Certo l’acustica della Basilica di Santa Maria Maggiore, sede del secondo dei concerti in programma (il primo prevedeva la Sinfonia n° 7 di Anton Bruckner con i Winer diretti da Gerges Prêtre, ndr) è forse maggiormente ingrata (la volta a cassettoni, si sa, non aiuta) ma è pur vero che un concerto non è una messa, e se la prima ha al centro il rito, il secondo ha al centro la musica. E con l’orchestra collocata come di consueto ai piedi dell’altare maggiore, l’infelice esperienza petrina si è fatta dimenticare presto. Una volta notato che il programma scelto ha messo in luce solo in parte, complice la bacchetta di Mena, le eccelse qualità dell’orchestra, è opportuno fare i dovuti distinguo.
Nella Sinfonia della Cantata Gott allein mein Herze haben ad esempio oboe, corno inglese e violino primo (spesso impegnato in episodi solistici) hanno poco spazio per emergere dal raffinato disegno contrappuntistico degli archi, e la linea del basso continuo, perde qualcosa nella sfrontatezza dello staccato. Il concerto per Violino K. 207, in cui Mena si avvale di Julia Fischer e del suo Giovanni Battista Guadagnini classe1742 è il “pezzo forte” della serata: sebbene l’artista tedesca si scaldi in itinere (nella prima metà dell’Allegro iniziale la resa delle parti virtuose ha lievi imprecisioni), le impervie cadenze risuonano sontuose negli ampi spazi della basilica e l’attacco del Presto si guadagna un posto tutto suo nella storia dell’esecuzione.
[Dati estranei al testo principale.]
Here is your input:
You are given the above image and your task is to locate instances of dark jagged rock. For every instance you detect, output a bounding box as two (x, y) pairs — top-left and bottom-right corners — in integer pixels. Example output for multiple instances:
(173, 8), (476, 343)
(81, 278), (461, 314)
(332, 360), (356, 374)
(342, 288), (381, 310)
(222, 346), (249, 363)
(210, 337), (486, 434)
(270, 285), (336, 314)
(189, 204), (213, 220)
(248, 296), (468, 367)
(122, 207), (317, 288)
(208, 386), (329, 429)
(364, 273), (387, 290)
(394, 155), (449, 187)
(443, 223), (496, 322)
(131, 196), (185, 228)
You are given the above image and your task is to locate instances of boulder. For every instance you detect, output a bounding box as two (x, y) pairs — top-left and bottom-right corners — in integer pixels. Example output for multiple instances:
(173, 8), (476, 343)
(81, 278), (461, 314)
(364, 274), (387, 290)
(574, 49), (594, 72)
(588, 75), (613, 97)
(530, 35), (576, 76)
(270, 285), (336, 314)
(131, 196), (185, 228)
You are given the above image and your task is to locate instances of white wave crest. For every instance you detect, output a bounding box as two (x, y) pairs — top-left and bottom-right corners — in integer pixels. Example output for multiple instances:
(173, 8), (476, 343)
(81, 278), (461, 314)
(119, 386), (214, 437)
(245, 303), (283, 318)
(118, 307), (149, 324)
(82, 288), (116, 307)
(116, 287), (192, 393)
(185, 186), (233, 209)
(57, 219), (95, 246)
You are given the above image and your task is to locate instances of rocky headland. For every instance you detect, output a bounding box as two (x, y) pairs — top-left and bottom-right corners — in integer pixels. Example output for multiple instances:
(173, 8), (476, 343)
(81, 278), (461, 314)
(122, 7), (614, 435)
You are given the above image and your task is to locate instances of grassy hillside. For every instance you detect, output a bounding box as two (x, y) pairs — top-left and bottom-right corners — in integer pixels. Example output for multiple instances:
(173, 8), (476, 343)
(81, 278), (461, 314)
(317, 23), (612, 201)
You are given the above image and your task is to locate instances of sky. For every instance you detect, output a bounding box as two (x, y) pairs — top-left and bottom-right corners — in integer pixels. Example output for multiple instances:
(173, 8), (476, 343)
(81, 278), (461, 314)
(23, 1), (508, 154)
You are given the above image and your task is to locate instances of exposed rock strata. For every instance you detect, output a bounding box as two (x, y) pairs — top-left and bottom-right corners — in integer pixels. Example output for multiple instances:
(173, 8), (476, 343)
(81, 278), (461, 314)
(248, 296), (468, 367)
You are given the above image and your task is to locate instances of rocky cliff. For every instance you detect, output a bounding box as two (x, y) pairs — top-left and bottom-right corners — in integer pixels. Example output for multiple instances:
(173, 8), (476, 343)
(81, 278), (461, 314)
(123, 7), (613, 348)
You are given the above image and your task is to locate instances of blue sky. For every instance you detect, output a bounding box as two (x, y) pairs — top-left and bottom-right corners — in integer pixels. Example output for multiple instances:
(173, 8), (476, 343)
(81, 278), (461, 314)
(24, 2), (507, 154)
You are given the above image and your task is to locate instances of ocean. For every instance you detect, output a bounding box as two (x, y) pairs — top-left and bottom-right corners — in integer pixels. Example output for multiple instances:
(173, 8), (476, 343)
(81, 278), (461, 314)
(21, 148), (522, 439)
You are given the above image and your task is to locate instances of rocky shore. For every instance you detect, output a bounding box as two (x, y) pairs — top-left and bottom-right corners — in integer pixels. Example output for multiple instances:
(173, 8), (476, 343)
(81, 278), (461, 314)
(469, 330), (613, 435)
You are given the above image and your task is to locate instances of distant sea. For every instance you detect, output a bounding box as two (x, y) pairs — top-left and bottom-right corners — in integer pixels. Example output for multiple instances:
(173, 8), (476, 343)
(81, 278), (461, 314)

Ma esiti sbalorditivi la Fischer e Mena li raggiungono nel secondo tempo (l’Adagio) dove il fluire del dialogo fra solo e orchestra è in più punti davvero commovente. Che la direzione operi però per “simpatie”, ossia prediligendo i tempi lenti a quelli rapidi, nei quali declina la responsabilità interpretativa al mero fattore ritmico, lo rivela anche la VII di Dvorák. Qui è solo il Poco Adagio ad essere intriso di passione nel fraseggio e trasporto nelle dinamiche, mentre gli altri tre tempi (i cui esiti sono singolarmente apprezzabili) hanno purtroppo vita propria e indipendente, a discapito dell’unitarietà della composizione sinfonica. Al termine, il pubblico (invero piuttosto “abbottonato” nel corso dalla serata) ha tributato un sincero successo, anche se il secondo tempo del Concerto di Mozart era da standing-ovation.